Dar es Salaam, Tanzania - Tanzania’s fledgling mortgage market registered steady growth in 2013 as the pace of housing investment picked and new lenders came on board to intensify competition in the traditional banking products, according to a new report by the Bank of Tanzania.

“Compared to other countries in the region, Tanzania still has a relatively smaller mortgage market, although it is growing rapidly,” the central bank said in its 2013 Mortgage Market Update, released here Friday.

At the end of the year, total lending by banking sector for the purposes of residential housing was Tanzania Shillings 156.50 billion (US$96.8 million), representing an annual growth of 46 percent,

“Total number of mortgage loans also grew rapidly, from 1,889 at the beginning of 2013 to 2,784 by end of December 2013, being an increase of 47 percent,” the bank reported.

It pointed out that factors that led to the increase included a favorable interest rate environment during the year, increased awareness on mortgage loans among borrowers, public awareness campaign by major banks and the launch of mortgage loan products by CRDB Bank Plc and Exim Bank among other finance houses.

The bank, however, observed that high interest rates and lack of affordable housing remain the major constraints on market growth in Tanzania.

Though 19 banking institutions offered mortgage loans, the market was dominated by three top lenders – Azania Bank Limited, Stanbic Bank (Tanzania) Limited and Commercial Bank of Africa (Tanzania) Limited – which among themselves commanded about 67 percent of the mortgage market.

Azania Bank, which has the longest presence in the mortgage market, is a market leader dominating 24 percent of market share, closely followed by Stanbic Bank with about 21 percent of the mortgage market share.

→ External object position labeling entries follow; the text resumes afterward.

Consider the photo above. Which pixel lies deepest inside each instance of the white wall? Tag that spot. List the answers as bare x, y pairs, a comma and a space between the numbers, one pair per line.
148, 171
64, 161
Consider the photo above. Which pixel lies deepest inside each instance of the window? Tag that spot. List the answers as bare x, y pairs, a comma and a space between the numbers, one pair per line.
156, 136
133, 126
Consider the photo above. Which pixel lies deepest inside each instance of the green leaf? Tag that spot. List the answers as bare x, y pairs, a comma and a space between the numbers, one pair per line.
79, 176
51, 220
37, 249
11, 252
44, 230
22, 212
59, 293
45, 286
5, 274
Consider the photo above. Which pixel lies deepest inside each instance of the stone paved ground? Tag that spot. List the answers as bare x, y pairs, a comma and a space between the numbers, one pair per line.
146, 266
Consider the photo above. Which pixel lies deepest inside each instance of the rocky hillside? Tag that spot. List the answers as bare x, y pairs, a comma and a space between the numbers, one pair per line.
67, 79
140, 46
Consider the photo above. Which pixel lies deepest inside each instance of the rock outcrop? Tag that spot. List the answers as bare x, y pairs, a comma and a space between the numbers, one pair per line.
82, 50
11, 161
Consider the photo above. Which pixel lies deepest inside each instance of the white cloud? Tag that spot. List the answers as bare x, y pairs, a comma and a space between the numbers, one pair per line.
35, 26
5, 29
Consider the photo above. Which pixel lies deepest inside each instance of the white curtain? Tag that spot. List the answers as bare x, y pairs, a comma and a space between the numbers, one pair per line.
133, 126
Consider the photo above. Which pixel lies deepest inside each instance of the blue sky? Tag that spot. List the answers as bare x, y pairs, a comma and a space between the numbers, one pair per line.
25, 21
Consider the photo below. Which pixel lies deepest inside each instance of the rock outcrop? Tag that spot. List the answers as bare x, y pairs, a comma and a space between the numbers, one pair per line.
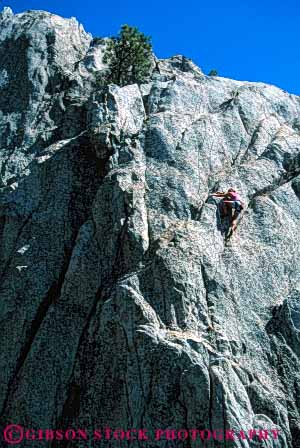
122, 305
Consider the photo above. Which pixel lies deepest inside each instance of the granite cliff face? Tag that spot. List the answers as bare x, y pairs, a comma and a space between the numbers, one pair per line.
121, 304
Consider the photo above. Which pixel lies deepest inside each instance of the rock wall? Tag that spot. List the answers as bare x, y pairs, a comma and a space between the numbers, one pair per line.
122, 304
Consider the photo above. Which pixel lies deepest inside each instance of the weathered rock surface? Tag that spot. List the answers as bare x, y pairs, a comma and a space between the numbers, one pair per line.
121, 304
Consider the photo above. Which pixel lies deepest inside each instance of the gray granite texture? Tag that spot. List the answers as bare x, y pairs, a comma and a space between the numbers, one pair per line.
122, 305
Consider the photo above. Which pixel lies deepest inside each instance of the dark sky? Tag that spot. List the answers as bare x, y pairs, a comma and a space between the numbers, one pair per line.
242, 39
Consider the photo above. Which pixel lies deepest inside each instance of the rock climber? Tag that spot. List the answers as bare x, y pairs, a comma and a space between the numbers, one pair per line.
231, 205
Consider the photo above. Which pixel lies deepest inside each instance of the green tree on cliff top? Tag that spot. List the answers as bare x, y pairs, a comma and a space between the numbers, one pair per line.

“A key element in the growth of the mortgage market,” the report explained, “has been the provision of long term funding both in the form  of refinancing and pre-financing by the Tanzania Mortgage Refinance Company (TMRC).”

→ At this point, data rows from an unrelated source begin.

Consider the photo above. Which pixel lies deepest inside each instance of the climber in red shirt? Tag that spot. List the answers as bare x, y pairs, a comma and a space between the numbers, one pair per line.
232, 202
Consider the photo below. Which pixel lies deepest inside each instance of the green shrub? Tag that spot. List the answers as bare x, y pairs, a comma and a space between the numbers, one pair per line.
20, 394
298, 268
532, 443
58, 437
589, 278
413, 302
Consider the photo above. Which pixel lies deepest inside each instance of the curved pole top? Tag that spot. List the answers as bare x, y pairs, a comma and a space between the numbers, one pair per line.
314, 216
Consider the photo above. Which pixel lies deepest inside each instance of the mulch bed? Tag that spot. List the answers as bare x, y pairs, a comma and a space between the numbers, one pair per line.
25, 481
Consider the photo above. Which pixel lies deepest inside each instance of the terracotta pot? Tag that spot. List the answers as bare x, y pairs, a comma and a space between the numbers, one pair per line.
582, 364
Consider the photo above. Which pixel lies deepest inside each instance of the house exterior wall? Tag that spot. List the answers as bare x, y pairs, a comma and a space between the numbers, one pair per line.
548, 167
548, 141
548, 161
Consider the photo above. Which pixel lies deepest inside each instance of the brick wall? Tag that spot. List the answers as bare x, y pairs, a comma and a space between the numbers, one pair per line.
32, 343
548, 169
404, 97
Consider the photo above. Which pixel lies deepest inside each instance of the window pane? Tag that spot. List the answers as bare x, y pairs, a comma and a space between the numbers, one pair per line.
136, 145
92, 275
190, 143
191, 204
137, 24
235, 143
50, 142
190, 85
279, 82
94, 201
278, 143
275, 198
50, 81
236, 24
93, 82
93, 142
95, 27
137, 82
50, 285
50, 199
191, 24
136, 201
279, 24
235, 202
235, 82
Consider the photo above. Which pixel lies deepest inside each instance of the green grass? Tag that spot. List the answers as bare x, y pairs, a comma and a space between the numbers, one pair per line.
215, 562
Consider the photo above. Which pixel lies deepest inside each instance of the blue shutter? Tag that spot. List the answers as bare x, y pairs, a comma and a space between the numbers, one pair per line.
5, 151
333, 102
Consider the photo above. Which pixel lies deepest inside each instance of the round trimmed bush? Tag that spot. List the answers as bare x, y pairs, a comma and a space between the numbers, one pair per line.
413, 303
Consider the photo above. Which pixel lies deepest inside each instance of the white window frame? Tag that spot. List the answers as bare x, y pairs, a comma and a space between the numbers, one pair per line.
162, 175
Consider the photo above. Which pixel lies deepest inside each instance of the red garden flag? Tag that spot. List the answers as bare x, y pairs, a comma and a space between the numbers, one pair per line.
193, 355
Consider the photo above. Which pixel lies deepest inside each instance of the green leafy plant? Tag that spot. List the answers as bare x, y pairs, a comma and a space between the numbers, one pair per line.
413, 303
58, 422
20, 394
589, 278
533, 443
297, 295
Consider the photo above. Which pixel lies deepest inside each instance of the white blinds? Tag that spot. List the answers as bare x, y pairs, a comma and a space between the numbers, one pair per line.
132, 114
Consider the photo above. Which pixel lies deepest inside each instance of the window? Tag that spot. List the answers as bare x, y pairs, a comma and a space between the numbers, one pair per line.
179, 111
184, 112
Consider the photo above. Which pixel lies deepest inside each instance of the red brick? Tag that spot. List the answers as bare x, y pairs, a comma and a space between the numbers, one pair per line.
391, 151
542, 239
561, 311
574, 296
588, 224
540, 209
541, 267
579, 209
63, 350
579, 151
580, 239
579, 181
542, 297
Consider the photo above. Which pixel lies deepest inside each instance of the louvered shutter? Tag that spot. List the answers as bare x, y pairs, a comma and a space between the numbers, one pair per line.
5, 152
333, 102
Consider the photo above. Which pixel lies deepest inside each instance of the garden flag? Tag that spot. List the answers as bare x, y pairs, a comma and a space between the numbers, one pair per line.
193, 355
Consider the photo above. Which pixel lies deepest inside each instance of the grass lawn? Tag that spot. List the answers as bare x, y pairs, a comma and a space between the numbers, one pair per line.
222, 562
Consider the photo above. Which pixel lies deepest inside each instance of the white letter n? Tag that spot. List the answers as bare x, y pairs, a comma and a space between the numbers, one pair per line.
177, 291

Mortgage debt advanced by TMRC to mortgage lenders accounted for 11 percent of the market’s total outstanding mortgage debt.

Compared to neighbouring countries in the East African region, Tanzania still has a relatively smaller mortgage market.

As a proportion of Tanzanian GDP, outstanding mortgage debt was equivalent to around 0.36 percent, which the central bank said was lower than that of Kenya, Uganda and Rwanda.

On the market’s future, the report said the “demand for housing and housing loans remains extremely high but is constrained by inadequate supply of affordable housing and high interest rates.”

The bank has warned in the report that the recent rise in the Treasury Bills rate to 15 percent (those with a maturity of 182 days) would have a negative impact on affordability of all forms of long term debt, including mortgages.

Typical interest rates offered by lenders varied between 18 per cent and 21 per cent while the absence of affordable housing was another factor that impeded growth of the mortgage market.

“Most lenders offer loans for home purchase but increasingly different products are emerging such as loans for self-construction and for equity withdrawal, which continue to be expensive and beyond the reach of the average Tanzanian,” the report said.